Google Answers Logo
View Question
 
Q: Regression (i.e. Least-Squares Fit) without a polynomial model? ( Answered,   0 Comments )
Question  
Subject: Regression (i.e. Least-Squares Fit) without a polynomial model?
Category: Science > Math
Asked by: johnswanstone-ga
List Price: $100.00
Posted: 31 Dec 2004 15:30 PST
Expires: 30 Jan 2005 15:30 PST
Question ID: 449830
I need to fit an arc through a set of <x,y> data points.

I want to find the best fit in terms of minimizing the euclidian
distance between the data points and the points on the arc.  This is
like traditional reqression except that I'm using an arc for the model
instead of a polynomial.

Input:  A set of <x,y> data points
Output: A center point <cx,cy>, radius r, and two angles describing
the start and end of the arc.

You provide:  A mathmatical analysis of the problem and solution and a
least-time algorithm for finding such a solution.  The analysis and
algorithm need to be written up in a report that I can understand and
it also would be nice if the algorithm were implemented in C or C++,
but that is not required.
Answer  
Subject: Re: Regression (i.e. Least-Squares Fit) without a polynomial model?
Answered By: hedgie-ga on 01 Jan 2005 02:28 PST
 
Hi john  

I suppose you mean
          'least squares' algorithm, not   "least-time algorithm"   ??

Also, when you say  'report that I can understand' , it would help if
you would indicate level  of your understanding and knowledge. From your
question, I infer that you know c and understand the linear regession
for polynomial coeficients. I also assume by 'report' you mean reasonable
description you can understand, not a formal report or paper.

Finally, you should undertand that this algorithm involves a nonlinear
regression, which is more diffcult then linear one, in terms of
computer time and existence of local minima.

If all these assumptions are correct, I can point you to a program in
c which will find the coeficients and go through any necessary RFCs
(clarifications)
so that you understand it's operation.

Before we proceed, I would like you look at definition
http://en.wikipedia.org/wiki/Maxima_and_minima
and confirm/clarify the assumptions.

I would like to ask if you know how to write
(and program in c) expression for the Error (=sum of squares) in terms
of the data-points and your arc parameters.

I also wonder if the 

two angles describing inclusion of the
              the start and end of arc
is really necesssary:

The rule is that smaller number of unknowns (3 rather then 5) is much
easier problem to solve.
In most cases, the 'right end points' are obvious once you have the
the three parameters of the 'best' circle.
 In other cases it may be expedient to find the 'best
cirle' and just see how the error changes if you extend/shorten the arc.

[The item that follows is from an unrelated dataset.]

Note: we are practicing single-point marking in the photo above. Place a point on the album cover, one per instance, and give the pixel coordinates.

However, there can be cases where true minimum of all five variables is needed 
(if you can describe the application a bit, that may help as well:
 Is it one shot issue of given set of points, or something that will
be repeated over and over, with all kinds of datasets; how many
(datapoints,
runs,) and how critical it is to know that you found true (global) minimum?
).
In any case, I would like you give  some thought to the issue
of 3 vs 5 variables  and respond with RFC.

We would then proceed to finding a suitable program .
Hedgie

Request for Answer Clarification by johnswanstone-ga on 01 Jan 2005 07:17 PST
hedgie,

I see that you've marked your response as an answer to this question
but since I don't have the things I'm looking for yet I'm not sure I
agree with this classification.  You indicate that you have, or know
of, a solution to non-linear regression problems written in C and
indicate that my problem falls into such a classification, but you
don't provide any explanation or analysis in support of this
statement.  I think that a better approach would have been for you to
lock the question for the 8 hours and then try to answer it to my
satisfaction before moving to the answer state without providing the
answer I requested.

To answer your questions:

When I say 'least-time algorithm' that is exactly what I mean.  A
least-squares minimization of error would be one way to minimize the
Euclidean distance between all the data points and the arc segment.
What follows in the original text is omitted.